The second theme of this work was joint models, which are a lot more exciting than their generic name suggests. The idea is to jointly model longitudinal and survival processes, when the longitudinal data is endogenous, or internal to the patient. Classic Cox proportional hazard models can handle time varying covariates, but they require exogeneity. This means, for example, that if the patient is censored (e.g., leaves the study or dies), then the existence of the longitudinal covariate should be unaffected. This is true if, for example, your longitudinal variable is the weather. But clearly it fails with biomarkers in your blood. With a joint model, we compute a posterior distribution over the longitudinal and survival processes that gives theoretically valid estimates unlike the regular Cox proportional hazard model.

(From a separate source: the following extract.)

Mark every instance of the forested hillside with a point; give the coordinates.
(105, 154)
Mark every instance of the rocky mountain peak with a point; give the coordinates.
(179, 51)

I used this work to satisfy our PhD program’s requirement of completing an “Advanced Data Analysis” project. I worked with Joel Greenhouse at CMU as well as a team of statisticians at Novartis for about 2 years. I also presented some of our work on joint models at the 2023 Joint Statistical Meetings in Toronto.

References

Neykov, Matey. 2023. On the Minimax Rate of the Gaussian Sequence Model Under Bounded Convex Constraints.” IEEE Transactions on Information Theory 69 (2): 1244–60. https://doi.org/10.1109/TIT.2022.3213141.
Shi, Haiyi, Lei Yang, Jiarui Chi, Troy Butler, Haonan Wang, Derek Bingham, and Don Estep. 2025. Nonparametric Bayesian Calibration of Computer Models.” arXiv Preprint arXiv:2509.22597.